The efforts of the SIPED program to improve peace and security appear to have contributed to creating conditions that enable greater freedom of movement and access to important resources that pastoralist groups depend on to cope with and adapt to severe drought.
The prevalence of conflict related barriers to accessing productive resources was found to have significantly decreased over the past two years in communities where SIPED has operated, while remaining high in other areas that the program did not reach. Fewer territorial disputes have meant that pastoralist households’ can more easily migrate with their animals to utilize the grazing land and water resources of other communities that have been less depleted by the drought. In addition, women are less fearful than in the past of traveling to the markets they depend on to sell their livestock products to meet their families’ food needs.
The findings strongly indicate that the greater access to productive resources in SIPED target areas was program related, rather than being due to a more general trend of improvement in the area. From past studies, SIPED’s work to facilitate peace dialogues, develop peace accords and agreements governing the management of natural resources, and strengthen the capacities and linkages between customary and government institutions, stand out as having made important contributions to bringing about the more peaceful conditions.
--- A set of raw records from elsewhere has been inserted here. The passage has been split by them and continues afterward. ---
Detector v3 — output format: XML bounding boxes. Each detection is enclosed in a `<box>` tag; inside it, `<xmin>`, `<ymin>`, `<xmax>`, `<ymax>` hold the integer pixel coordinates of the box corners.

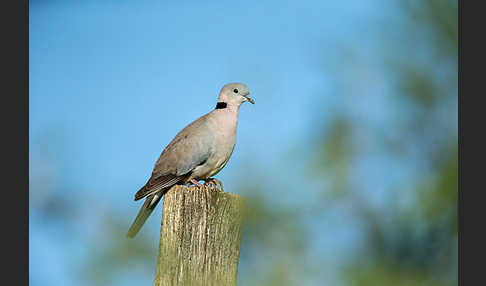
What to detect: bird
<box><xmin>126</xmin><ymin>82</ymin><xmax>255</xmax><ymax>238</ymax></box>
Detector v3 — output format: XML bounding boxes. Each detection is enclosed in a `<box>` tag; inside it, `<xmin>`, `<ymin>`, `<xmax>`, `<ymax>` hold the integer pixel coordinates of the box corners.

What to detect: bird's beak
<box><xmin>245</xmin><ymin>94</ymin><xmax>255</xmax><ymax>104</ymax></box>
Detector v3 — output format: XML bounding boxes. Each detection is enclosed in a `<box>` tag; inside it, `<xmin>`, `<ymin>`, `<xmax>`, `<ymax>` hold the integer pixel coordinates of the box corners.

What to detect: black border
<box><xmin>0</xmin><ymin>0</ymin><xmax>468</xmax><ymax>285</ymax></box>
<box><xmin>0</xmin><ymin>0</ymin><xmax>29</xmax><ymax>285</ymax></box>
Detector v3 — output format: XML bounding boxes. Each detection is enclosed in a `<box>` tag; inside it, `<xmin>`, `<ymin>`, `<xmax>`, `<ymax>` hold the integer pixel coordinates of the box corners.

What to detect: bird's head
<box><xmin>218</xmin><ymin>82</ymin><xmax>255</xmax><ymax>106</ymax></box>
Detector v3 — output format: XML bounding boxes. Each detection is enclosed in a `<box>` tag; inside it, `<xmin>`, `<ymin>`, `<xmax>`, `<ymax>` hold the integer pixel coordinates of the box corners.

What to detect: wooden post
<box><xmin>154</xmin><ymin>184</ymin><xmax>244</xmax><ymax>286</ymax></box>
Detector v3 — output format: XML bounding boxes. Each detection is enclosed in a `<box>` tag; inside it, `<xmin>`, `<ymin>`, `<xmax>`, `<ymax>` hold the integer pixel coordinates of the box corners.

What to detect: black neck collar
<box><xmin>216</xmin><ymin>102</ymin><xmax>228</xmax><ymax>109</ymax></box>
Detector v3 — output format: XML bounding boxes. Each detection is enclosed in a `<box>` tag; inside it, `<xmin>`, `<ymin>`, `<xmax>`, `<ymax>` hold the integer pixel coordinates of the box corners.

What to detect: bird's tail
<box><xmin>127</xmin><ymin>191</ymin><xmax>165</xmax><ymax>238</ymax></box>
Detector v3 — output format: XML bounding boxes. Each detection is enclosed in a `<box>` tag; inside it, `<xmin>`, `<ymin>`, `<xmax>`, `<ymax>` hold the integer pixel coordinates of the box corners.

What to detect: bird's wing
<box><xmin>135</xmin><ymin>113</ymin><xmax>213</xmax><ymax>200</ymax></box>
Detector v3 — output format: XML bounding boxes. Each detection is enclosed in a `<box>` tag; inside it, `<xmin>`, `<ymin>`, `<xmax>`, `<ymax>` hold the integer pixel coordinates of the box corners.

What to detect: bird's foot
<box><xmin>191</xmin><ymin>179</ymin><xmax>203</xmax><ymax>187</ymax></box>
<box><xmin>204</xmin><ymin>178</ymin><xmax>224</xmax><ymax>192</ymax></box>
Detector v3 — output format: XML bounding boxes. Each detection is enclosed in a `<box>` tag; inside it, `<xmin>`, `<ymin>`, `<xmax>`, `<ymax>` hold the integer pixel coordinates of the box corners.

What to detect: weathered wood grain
<box><xmin>154</xmin><ymin>184</ymin><xmax>244</xmax><ymax>286</ymax></box>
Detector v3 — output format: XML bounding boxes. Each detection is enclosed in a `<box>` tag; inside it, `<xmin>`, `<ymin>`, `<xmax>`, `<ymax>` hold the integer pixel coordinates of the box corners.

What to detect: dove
<box><xmin>127</xmin><ymin>83</ymin><xmax>255</xmax><ymax>238</ymax></box>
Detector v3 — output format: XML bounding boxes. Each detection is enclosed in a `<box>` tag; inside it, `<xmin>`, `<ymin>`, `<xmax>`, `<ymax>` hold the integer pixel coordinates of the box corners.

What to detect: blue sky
<box><xmin>29</xmin><ymin>1</ymin><xmax>418</xmax><ymax>285</ymax></box>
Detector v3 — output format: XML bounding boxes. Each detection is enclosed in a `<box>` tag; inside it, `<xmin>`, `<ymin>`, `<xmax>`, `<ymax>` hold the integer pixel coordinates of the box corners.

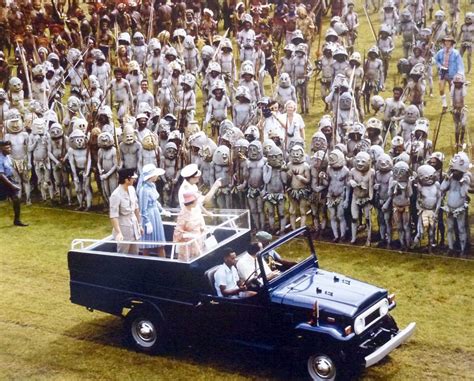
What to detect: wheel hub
<box><xmin>308</xmin><ymin>355</ymin><xmax>336</xmax><ymax>381</ymax></box>
<box><xmin>138</xmin><ymin>322</ymin><xmax>154</xmax><ymax>341</ymax></box>
<box><xmin>316</xmin><ymin>358</ymin><xmax>332</xmax><ymax>377</ymax></box>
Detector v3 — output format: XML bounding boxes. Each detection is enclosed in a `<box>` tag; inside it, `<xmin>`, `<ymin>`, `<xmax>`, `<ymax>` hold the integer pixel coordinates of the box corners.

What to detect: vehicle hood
<box><xmin>271</xmin><ymin>267</ymin><xmax>387</xmax><ymax>318</ymax></box>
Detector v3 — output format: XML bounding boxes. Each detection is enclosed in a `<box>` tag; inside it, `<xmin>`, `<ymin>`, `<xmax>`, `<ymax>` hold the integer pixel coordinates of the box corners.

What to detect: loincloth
<box><xmin>263</xmin><ymin>193</ymin><xmax>285</xmax><ymax>205</ymax></box>
<box><xmin>419</xmin><ymin>209</ymin><xmax>436</xmax><ymax>228</ymax></box>
<box><xmin>247</xmin><ymin>187</ymin><xmax>262</xmax><ymax>198</ymax></box>
<box><xmin>288</xmin><ymin>188</ymin><xmax>310</xmax><ymax>201</ymax></box>
<box><xmin>326</xmin><ymin>196</ymin><xmax>342</xmax><ymax>208</ymax></box>
<box><xmin>442</xmin><ymin>203</ymin><xmax>468</xmax><ymax>218</ymax></box>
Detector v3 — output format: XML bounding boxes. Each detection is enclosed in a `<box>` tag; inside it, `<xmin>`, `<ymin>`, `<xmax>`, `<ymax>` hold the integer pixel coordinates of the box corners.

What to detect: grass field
<box><xmin>0</xmin><ymin>203</ymin><xmax>474</xmax><ymax>380</ymax></box>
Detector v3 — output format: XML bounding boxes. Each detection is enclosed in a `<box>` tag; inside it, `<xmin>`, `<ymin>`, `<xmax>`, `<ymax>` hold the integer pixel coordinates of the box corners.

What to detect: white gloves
<box><xmin>183</xmin><ymin>233</ymin><xmax>199</xmax><ymax>239</ymax></box>
<box><xmin>145</xmin><ymin>222</ymin><xmax>153</xmax><ymax>234</ymax></box>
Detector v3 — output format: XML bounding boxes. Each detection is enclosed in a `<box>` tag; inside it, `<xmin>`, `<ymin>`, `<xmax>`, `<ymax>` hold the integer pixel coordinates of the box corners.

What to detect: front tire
<box><xmin>124</xmin><ymin>308</ymin><xmax>165</xmax><ymax>354</ymax></box>
<box><xmin>306</xmin><ymin>353</ymin><xmax>339</xmax><ymax>381</ymax></box>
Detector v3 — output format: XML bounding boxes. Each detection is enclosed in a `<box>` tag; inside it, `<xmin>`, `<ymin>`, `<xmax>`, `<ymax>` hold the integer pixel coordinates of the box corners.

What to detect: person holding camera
<box><xmin>282</xmin><ymin>101</ymin><xmax>305</xmax><ymax>150</ymax></box>
<box><xmin>434</xmin><ymin>34</ymin><xmax>464</xmax><ymax>112</ymax></box>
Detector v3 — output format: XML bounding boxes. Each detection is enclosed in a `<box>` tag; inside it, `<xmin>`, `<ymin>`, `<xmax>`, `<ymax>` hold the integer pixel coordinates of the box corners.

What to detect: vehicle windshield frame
<box><xmin>257</xmin><ymin>226</ymin><xmax>318</xmax><ymax>292</ymax></box>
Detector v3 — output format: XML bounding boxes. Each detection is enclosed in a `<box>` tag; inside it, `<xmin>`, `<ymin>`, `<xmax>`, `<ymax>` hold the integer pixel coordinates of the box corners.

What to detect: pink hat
<box><xmin>183</xmin><ymin>192</ymin><xmax>197</xmax><ymax>205</ymax></box>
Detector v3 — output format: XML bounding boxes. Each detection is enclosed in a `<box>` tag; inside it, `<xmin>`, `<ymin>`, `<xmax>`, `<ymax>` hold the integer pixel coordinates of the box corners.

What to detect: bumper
<box><xmin>365</xmin><ymin>323</ymin><xmax>416</xmax><ymax>368</ymax></box>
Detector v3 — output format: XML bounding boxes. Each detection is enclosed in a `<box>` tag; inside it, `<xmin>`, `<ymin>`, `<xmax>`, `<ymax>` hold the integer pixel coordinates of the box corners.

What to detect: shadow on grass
<box><xmin>62</xmin><ymin>316</ymin><xmax>307</xmax><ymax>380</ymax></box>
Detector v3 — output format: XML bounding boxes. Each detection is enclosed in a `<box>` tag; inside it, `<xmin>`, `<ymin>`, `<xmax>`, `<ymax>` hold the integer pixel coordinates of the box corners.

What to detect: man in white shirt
<box><xmin>214</xmin><ymin>247</ymin><xmax>255</xmax><ymax>298</ymax></box>
<box><xmin>178</xmin><ymin>164</ymin><xmax>222</xmax><ymax>208</ymax></box>
<box><xmin>236</xmin><ymin>243</ymin><xmax>279</xmax><ymax>284</ymax></box>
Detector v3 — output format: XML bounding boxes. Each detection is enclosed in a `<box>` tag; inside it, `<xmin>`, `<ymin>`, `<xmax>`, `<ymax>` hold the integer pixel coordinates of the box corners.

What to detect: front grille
<box><xmin>365</xmin><ymin>308</ymin><xmax>380</xmax><ymax>326</ymax></box>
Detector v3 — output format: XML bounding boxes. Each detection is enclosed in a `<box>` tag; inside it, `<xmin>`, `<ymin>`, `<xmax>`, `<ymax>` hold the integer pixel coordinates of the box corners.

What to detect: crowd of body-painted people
<box><xmin>0</xmin><ymin>0</ymin><xmax>474</xmax><ymax>255</ymax></box>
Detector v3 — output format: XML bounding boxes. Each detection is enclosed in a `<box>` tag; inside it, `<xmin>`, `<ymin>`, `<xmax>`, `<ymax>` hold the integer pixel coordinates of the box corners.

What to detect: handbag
<box><xmin>204</xmin><ymin>234</ymin><xmax>218</xmax><ymax>252</ymax></box>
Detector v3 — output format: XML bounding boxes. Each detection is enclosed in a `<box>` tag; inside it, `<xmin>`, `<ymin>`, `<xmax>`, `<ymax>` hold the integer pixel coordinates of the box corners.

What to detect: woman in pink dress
<box><xmin>173</xmin><ymin>192</ymin><xmax>206</xmax><ymax>262</ymax></box>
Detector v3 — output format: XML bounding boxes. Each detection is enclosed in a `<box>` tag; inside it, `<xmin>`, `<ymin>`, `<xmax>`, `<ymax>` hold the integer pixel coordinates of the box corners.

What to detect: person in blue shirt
<box><xmin>434</xmin><ymin>35</ymin><xmax>464</xmax><ymax>112</ymax></box>
<box><xmin>0</xmin><ymin>140</ymin><xmax>28</xmax><ymax>226</ymax></box>
<box><xmin>138</xmin><ymin>164</ymin><xmax>170</xmax><ymax>257</ymax></box>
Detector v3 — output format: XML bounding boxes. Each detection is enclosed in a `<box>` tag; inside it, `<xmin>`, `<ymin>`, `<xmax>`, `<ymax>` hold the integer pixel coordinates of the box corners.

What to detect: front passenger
<box><xmin>214</xmin><ymin>247</ymin><xmax>256</xmax><ymax>298</ymax></box>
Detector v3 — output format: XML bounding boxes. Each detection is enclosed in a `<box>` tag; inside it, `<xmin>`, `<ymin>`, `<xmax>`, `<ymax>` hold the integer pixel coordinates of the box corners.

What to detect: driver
<box><xmin>236</xmin><ymin>243</ymin><xmax>280</xmax><ymax>287</ymax></box>
<box><xmin>214</xmin><ymin>247</ymin><xmax>256</xmax><ymax>298</ymax></box>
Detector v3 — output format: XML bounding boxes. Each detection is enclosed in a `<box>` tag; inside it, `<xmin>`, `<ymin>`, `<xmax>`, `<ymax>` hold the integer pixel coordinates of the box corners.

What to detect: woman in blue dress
<box><xmin>138</xmin><ymin>164</ymin><xmax>170</xmax><ymax>257</ymax></box>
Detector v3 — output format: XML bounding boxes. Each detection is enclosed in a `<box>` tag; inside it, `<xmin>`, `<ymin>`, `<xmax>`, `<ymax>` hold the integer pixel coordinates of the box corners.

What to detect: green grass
<box><xmin>0</xmin><ymin>203</ymin><xmax>474</xmax><ymax>380</ymax></box>
<box><xmin>0</xmin><ymin>5</ymin><xmax>474</xmax><ymax>381</ymax></box>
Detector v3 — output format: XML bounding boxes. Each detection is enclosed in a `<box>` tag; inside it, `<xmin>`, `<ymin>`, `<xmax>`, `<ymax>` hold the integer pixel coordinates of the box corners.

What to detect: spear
<box><xmin>16</xmin><ymin>41</ymin><xmax>32</xmax><ymax>100</ymax></box>
<box><xmin>362</xmin><ymin>7</ymin><xmax>378</xmax><ymax>43</ymax></box>
<box><xmin>433</xmin><ymin>108</ymin><xmax>444</xmax><ymax>152</ymax></box>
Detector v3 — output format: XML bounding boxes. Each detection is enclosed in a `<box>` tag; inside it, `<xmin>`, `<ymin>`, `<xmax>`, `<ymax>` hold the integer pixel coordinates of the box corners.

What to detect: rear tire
<box><xmin>124</xmin><ymin>308</ymin><xmax>165</xmax><ymax>354</ymax></box>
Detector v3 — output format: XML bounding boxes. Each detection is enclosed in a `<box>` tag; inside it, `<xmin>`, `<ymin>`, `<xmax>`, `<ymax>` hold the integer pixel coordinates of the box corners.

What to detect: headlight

Pastoralist groups in Somali-Oromyia areas of Ethiopia who have greater freedom of movement and access to natural resources are less likely to have to rely on distressful coping mechanisms in response to extreme drought and more likely to be able to employ adaptive capacities, compared to groups without such access.
This study confirmed the existence of strong links between pastoralist households’ freedom of movement (and by extension, their ability to access productive resources) and their use of coping mechanisms that indicate vulnerability to shocks. Among the different types of productive resources measured, access to pasture and water for animals proved to be the most closely linked with households’ apparent drought resilience. Pastoralist households that had faced conflict-related barriers to accessing pasture and water for their livestock were significantly more likely to have had to reduce their food consumption and prematurely slaughter their livestock during the recent drought than households who did not face such barriers. These findings support previous studies that have shown that the adaptive capacity of pastoralists relies on greatly on their mobility (Proud, 2008).
While target communities did resort to distressful coping strategies in response to the drought, they reported doing so at lower levels than during previous droughts of equal severity, and less frequently than non-target communities. Less reliance on distressful coping strategies, especially those that involve the depletion of productive assets, is believed to put households in a position to recover from drought quicker and more easily (HPG 2009; ACF et al, 2010). These findings lend validity to the following broad theory of change examined by the study: Pastoralists in areas that have seen increased peace and security are more likely to have opportunities to employ effective livelihoods coping strategies, thus reducing their vulnerability to and aiding their recovery from extreme droughts.